Con el agua al cuello

Javier Llopis

Más de lo mismo

El españolismo oficial seguirá fallando más que una escopeta de caña

La compleja interpretación de los resultados de las últimas elecciones catalanas ha llenado de signos de interrogación las páginas de opinión de los periódicos. Agobiados ante la acumulación de datos contradictorios y de porcentajes que admiten tantas lecturas como partidos hay en el arco parlamentario, los analistas se hacen una pregunta retórica obligada: ¿Y ahora qué? Aunque estas tres palabras quedan redondas en un titular, hay que señalar que la respuesta correcta a este apocalíptico interrogante es de una simplicidad digna del mismísimo Perogrullo: a partir de ahora, más de lo mismo.

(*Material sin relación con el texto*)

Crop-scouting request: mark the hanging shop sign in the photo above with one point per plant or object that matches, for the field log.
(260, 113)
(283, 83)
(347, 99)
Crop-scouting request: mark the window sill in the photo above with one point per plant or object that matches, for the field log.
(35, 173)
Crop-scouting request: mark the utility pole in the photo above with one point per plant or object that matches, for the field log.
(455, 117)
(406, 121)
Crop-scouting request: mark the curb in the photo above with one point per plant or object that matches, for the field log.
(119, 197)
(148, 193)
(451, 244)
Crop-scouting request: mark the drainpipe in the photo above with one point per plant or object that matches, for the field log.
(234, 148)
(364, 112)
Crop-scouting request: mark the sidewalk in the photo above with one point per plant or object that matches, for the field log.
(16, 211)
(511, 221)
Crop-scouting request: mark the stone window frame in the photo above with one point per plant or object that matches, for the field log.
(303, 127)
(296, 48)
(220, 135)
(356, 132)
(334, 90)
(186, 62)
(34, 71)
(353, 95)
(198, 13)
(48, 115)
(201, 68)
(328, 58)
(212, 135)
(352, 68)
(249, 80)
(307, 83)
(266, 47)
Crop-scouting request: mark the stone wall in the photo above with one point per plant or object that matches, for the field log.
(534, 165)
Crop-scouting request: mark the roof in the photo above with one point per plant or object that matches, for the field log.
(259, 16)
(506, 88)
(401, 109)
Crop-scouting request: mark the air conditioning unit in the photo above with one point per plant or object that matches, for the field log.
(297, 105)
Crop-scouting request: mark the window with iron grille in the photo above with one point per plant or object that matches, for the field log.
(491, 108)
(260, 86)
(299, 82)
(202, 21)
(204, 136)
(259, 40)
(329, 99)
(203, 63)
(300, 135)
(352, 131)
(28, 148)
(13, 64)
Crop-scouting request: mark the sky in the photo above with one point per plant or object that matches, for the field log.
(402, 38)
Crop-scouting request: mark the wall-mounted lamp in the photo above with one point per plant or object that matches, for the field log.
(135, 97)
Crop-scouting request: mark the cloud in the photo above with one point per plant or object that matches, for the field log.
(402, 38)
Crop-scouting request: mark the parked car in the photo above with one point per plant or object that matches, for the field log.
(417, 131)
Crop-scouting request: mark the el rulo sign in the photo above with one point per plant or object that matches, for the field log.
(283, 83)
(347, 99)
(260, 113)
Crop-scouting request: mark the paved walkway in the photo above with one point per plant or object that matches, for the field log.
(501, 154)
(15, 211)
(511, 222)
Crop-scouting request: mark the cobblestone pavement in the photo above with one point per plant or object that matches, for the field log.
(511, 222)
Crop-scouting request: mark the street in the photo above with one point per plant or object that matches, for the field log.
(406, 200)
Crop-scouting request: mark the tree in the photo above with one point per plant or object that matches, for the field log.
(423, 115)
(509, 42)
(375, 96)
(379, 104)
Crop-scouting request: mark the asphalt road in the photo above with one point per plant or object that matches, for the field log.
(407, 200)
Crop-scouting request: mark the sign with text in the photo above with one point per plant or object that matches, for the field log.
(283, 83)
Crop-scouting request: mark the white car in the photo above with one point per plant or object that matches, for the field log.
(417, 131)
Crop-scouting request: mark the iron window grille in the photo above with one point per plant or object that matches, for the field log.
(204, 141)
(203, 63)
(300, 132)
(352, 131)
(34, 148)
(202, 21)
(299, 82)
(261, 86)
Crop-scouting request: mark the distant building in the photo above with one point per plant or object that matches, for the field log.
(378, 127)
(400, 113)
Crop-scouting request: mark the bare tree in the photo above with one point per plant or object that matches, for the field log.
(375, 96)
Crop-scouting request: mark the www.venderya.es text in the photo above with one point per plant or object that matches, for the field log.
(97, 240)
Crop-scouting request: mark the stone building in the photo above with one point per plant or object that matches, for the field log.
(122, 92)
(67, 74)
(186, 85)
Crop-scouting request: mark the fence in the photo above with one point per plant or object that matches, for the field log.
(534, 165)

Sin cataclismos cósmicos, sin acontecimientos extraordinarios y sin el más mínimo asomo de rupturas traumáticas. A partir de ahora, las cosas seguirán funcionando más o menos como han funcionado en los últimos cuatro años. El nacionalismo independentista seguirá transitando por la senda que tantos éxitos le ha dado: desafío constante a los poderes estatales, mantenimiento de la estrategia de la tensión permanente y masaje ideológico de alta intensidad sobre un electorado que en cada convocatoria electoral crece hasta niveles que hace sólo una década nos resultarían impensables. El españolismo oficial seguirá fallando más que una escopeta de caña: la derecha de Madrid se mantendrá en su contraproducente táctica de mano dura y ni un paso atrás, mientras la izquierda estatal continuará lanzando ambiguas ofertas de pacto y de negociación a una gente que no quiere pactar ni negociar nada que no sea la independencia. Los partidos recién llegados, desde la CUP a Ciudadanos, seguirán engordando sus cuentas de resultados a base de aprovecharse de los garrafales errores de las grandes formaciones, incapaces de hacer un análisis sincero y riguroso sobre las complejidades de la nueva realidad catalana. A partir de ahora y si a nadie se le ocurre una solución milagrosa a este endemoniado embrollo, tendremos mucha política, muchos gestos de cara a la galería y una reedición corregida y aumentada del enfrentamiento que ha llenado hasta el último rincón de nuestro escenario político hasta convertir nuestra actualidad en un extenuante monocultivo informativo, que empieza a provocar hastío en amplios sectores de la ciudadanía.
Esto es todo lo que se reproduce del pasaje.